Die solle erst fallen, wenn die derzeit laufende Rahmenplanung zur Ortskerngestaltung abgeschlossen sei, so die Fraktionen einstimmig. Eine Beratung gab es am Donnerstag nicht. Dennoch gibt es etliche Fragen in der Diskussion um die Erweiterungspläne des Aldi. WESTFALEN-BLATT-Redakteurin Annemarie Bluhm-Weinhold sprach mit Bürgermeister Klaus Besser.

Sie haben immer betont, den Aldi mitten im Ort ansiedeln zu wollen. Sind die Pläne jetzt vom Tisch? Wollten die Aldi-Bosse nicht oder haben die Stadtplaner abgeraten?
Der Aldi gehört meiner Ansicht nach in den Ortskern. Dazu zählen auch die Zentren rund um Jibi und Edeka. Einen Aldi am Ortsrand oder in einem Gewerbegebiet lehne ich nach wie vor ab. Aldi ist ein Markt in einer Größe von 700 bis 900 Quadratmeter mit ausreichend Stellplätzen wichtig, weniger die Lage. Die Suche nach einem Aldi-Standort ist aber auch nicht das Hauptziel, sondern nur ein »Nebenprodukt« der Rahmenplanung. Diese ist noch nicht abgeschlossen, die Diskussion in vollem Gange. Letztlich bedarf es politischer Entscheidungen, wie sich die Zentren weiter entwickeln sollen.
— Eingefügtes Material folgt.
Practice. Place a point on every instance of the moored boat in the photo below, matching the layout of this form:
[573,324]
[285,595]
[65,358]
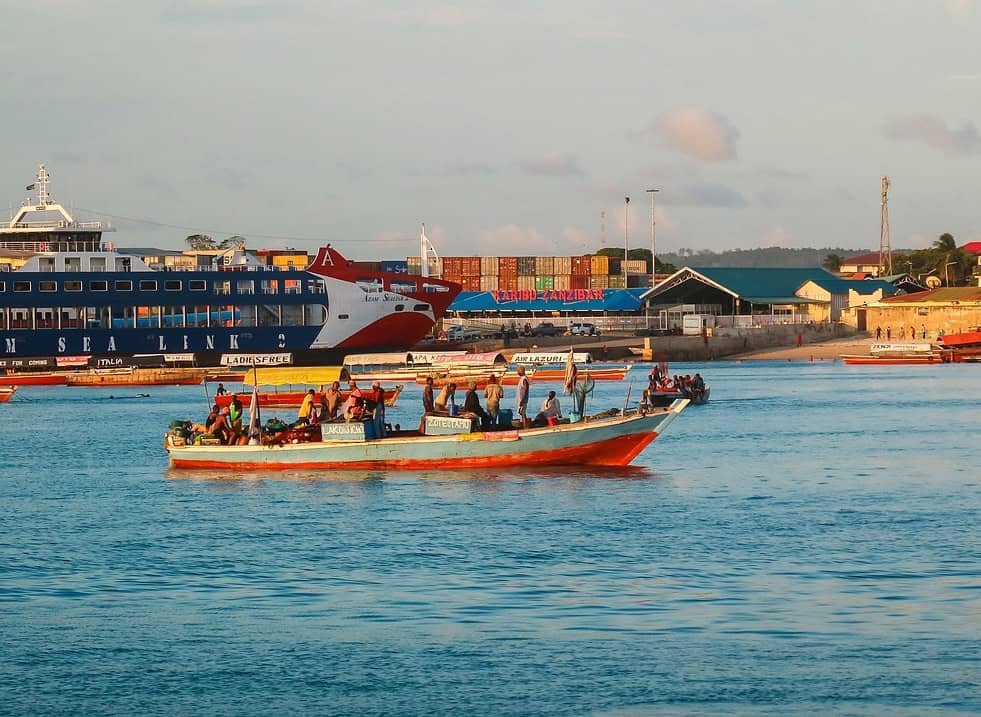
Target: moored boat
[606,441]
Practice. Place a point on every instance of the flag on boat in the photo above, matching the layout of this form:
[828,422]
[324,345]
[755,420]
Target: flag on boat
[570,373]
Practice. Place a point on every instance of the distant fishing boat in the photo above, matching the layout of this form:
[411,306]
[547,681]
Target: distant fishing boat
[605,441]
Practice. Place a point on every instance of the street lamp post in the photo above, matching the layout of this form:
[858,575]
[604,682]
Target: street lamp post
[946,274]
[653,193]
[626,234]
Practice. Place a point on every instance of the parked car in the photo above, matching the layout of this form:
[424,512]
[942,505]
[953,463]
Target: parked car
[547,328]
[584,329]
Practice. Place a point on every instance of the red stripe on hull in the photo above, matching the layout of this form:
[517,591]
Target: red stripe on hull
[619,451]
[401,330]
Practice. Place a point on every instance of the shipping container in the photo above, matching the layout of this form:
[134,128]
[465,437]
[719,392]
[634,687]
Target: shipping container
[507,282]
[526,266]
[396,267]
[508,265]
[526,282]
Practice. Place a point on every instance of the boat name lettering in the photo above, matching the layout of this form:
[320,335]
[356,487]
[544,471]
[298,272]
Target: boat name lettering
[549,295]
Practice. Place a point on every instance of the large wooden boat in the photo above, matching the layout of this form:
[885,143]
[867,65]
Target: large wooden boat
[137,377]
[608,441]
[34,379]
[896,355]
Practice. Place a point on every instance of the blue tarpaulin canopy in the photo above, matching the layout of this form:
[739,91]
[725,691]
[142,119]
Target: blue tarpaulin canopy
[613,300]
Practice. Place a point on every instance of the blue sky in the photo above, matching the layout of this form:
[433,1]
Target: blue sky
[508,127]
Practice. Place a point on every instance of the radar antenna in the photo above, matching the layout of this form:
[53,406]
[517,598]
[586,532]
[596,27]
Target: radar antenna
[885,247]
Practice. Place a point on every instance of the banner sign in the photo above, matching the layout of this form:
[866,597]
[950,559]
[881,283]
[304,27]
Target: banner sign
[549,295]
[256,359]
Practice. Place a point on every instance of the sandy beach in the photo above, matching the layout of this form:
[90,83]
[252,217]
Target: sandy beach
[824,351]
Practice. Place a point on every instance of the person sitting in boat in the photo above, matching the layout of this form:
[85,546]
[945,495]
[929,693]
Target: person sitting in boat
[446,398]
[494,392]
[471,404]
[306,412]
[330,402]
[550,409]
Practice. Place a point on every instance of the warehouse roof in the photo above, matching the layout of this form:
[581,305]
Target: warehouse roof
[548,300]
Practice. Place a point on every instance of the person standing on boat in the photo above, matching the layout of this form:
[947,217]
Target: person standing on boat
[521,397]
[378,413]
[493,393]
[306,408]
[428,400]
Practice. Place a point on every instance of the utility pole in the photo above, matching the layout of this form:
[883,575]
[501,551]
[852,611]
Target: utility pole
[885,247]
[653,193]
[626,234]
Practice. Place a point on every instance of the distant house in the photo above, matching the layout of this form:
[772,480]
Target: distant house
[867,264]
Mit dem Aldi-Neubau im Gebiet Niederwahrenbrock würde ein weiteres Außenzentrum entstehen. Wäre das nicht das endgültige Sterben des Ortskerns, das einige Bürger und Geschäftsleute ja schon seit geraumer Zeit befürchten?
Ein weiteres Zentrum darf es aus meiner Sicht nicht geben. Darin stimme ich auch mit dem Einzelhandelsverband und der IWS überein.
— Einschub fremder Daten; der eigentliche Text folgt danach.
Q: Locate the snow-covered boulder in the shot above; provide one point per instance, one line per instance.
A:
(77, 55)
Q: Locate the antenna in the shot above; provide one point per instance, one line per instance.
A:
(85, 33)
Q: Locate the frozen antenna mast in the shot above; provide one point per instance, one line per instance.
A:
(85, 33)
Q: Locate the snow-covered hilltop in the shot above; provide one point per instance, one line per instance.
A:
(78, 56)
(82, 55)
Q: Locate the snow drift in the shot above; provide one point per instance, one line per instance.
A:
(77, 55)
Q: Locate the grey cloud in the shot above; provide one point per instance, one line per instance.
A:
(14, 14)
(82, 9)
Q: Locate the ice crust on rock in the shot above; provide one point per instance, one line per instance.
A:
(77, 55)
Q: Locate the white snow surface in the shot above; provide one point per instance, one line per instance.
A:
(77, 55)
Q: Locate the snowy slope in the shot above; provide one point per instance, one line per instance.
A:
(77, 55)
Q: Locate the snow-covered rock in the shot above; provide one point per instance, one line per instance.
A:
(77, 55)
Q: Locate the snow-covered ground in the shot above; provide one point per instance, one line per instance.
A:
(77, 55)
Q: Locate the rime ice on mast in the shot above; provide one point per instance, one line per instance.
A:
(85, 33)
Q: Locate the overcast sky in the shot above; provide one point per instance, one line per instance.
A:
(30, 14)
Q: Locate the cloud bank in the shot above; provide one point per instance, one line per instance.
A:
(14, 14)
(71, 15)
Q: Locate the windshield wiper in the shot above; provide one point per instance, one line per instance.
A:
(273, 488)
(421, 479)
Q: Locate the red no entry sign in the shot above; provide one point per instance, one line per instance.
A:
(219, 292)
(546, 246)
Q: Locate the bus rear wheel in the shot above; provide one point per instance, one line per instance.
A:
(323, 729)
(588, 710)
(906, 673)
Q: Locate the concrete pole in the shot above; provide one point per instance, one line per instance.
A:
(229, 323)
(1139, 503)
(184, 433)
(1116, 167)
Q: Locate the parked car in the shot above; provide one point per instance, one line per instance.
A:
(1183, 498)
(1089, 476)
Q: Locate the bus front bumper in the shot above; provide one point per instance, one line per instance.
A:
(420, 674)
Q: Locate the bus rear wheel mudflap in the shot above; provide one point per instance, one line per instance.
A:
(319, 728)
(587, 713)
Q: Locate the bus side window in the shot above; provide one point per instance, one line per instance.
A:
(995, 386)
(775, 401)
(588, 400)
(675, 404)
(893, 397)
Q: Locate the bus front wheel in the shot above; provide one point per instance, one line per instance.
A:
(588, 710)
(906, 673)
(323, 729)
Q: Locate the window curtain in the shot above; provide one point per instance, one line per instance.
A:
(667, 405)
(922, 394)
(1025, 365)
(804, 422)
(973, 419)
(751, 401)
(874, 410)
Andererseits: Ist nicht auch der Lidl-Markt schon zu weit entfernt, um eine fußläufige Verbindung zum Markt- oder Kirchplatz zu erlauben? Der Kunde muss sich ohnehin ins Auto setzten, ein paar Meter mehr bis zu einem Aldi bei Niederwahrenbrock spielen da doch keine Rolle.
Der Lidl ist 300 Meter von der Kirche entfernt, das Grundstück neben Gehle aber schon 500. Dem Bau des Lidl wurde ja seinerzeit vom Bauausschuss zugestimmt, um Schlecker und dem Aldi am jetzigen Standort Expansionsmöglichkeiten zu eröffnen, auf den Flächen oberhalb wurde Einzelhandelsnutzung ausgeschlossen, um eine Weiterentwicklung des Geschäftszentrums vom Ortskern weg zu verhindern.
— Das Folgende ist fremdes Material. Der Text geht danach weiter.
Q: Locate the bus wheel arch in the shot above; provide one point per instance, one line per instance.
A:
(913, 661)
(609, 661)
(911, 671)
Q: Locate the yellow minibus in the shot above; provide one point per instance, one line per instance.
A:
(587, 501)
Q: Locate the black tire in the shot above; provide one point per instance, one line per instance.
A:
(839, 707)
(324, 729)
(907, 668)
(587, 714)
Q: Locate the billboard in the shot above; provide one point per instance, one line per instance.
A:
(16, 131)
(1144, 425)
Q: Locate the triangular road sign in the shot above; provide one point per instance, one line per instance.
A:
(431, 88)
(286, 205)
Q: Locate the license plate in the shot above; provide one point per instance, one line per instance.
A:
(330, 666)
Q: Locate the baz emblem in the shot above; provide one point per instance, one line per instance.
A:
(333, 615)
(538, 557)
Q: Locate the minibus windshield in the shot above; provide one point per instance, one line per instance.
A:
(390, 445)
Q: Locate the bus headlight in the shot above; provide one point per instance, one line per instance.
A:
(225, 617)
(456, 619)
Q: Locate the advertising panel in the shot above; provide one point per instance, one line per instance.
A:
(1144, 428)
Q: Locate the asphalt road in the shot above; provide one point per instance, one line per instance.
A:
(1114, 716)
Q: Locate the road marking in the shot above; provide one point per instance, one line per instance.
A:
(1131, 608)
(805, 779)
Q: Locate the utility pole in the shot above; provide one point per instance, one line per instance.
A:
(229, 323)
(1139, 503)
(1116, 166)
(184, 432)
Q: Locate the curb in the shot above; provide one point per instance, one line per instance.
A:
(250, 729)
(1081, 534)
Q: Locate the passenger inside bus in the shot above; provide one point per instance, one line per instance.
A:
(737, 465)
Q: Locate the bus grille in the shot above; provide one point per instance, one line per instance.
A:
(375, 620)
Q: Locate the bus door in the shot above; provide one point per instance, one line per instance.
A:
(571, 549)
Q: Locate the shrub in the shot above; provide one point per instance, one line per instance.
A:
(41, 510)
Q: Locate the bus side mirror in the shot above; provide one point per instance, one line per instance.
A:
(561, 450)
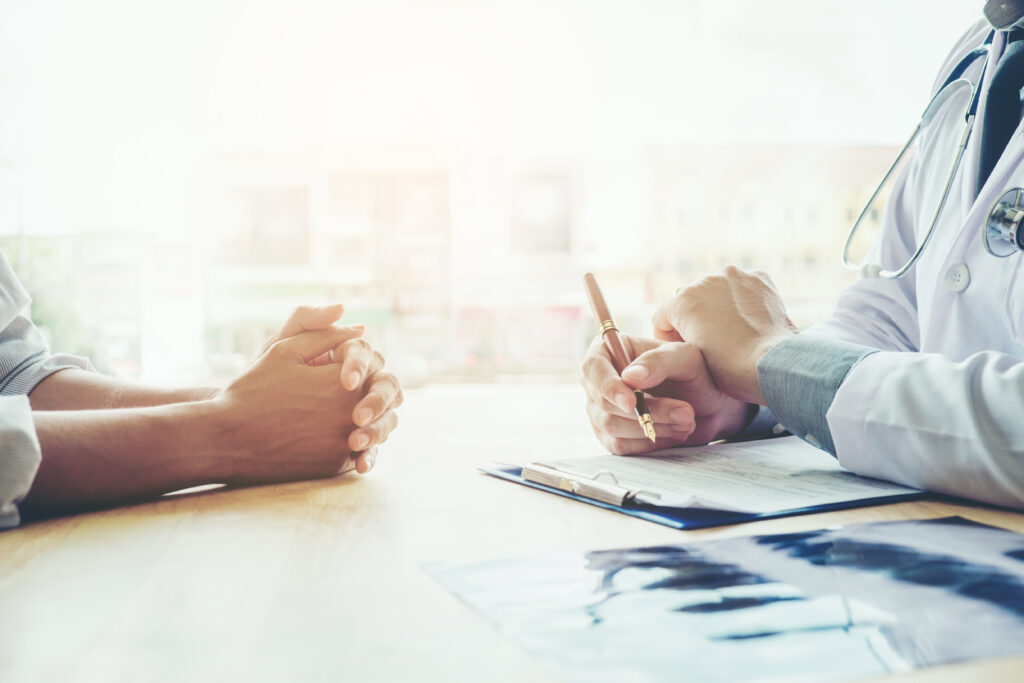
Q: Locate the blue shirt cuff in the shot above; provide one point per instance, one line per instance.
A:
(799, 379)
In den vergangenen Wochen haben zahlreiche Gespräche zur Belebung des Ortskerns stattgefunden - nun das erneute Bemühen der Investoren um einen Aldi im Außenbereich. Ganz unterschiedliche Interessen: Bringt man die zusammen?
Möglichen Investoren muss man Planungsangebote in allen drei Bereichen (Edeka, Jibi, Marktplatz) eröffnen. Zur Zeit gibt es hier noch sehr unterschiedliche Voraussetzungen. Am Jibi gibt es anders als im Bereich Edeka sehr strenge Flächen- und Sortimentsbegrenzungen im Bebauungsplan.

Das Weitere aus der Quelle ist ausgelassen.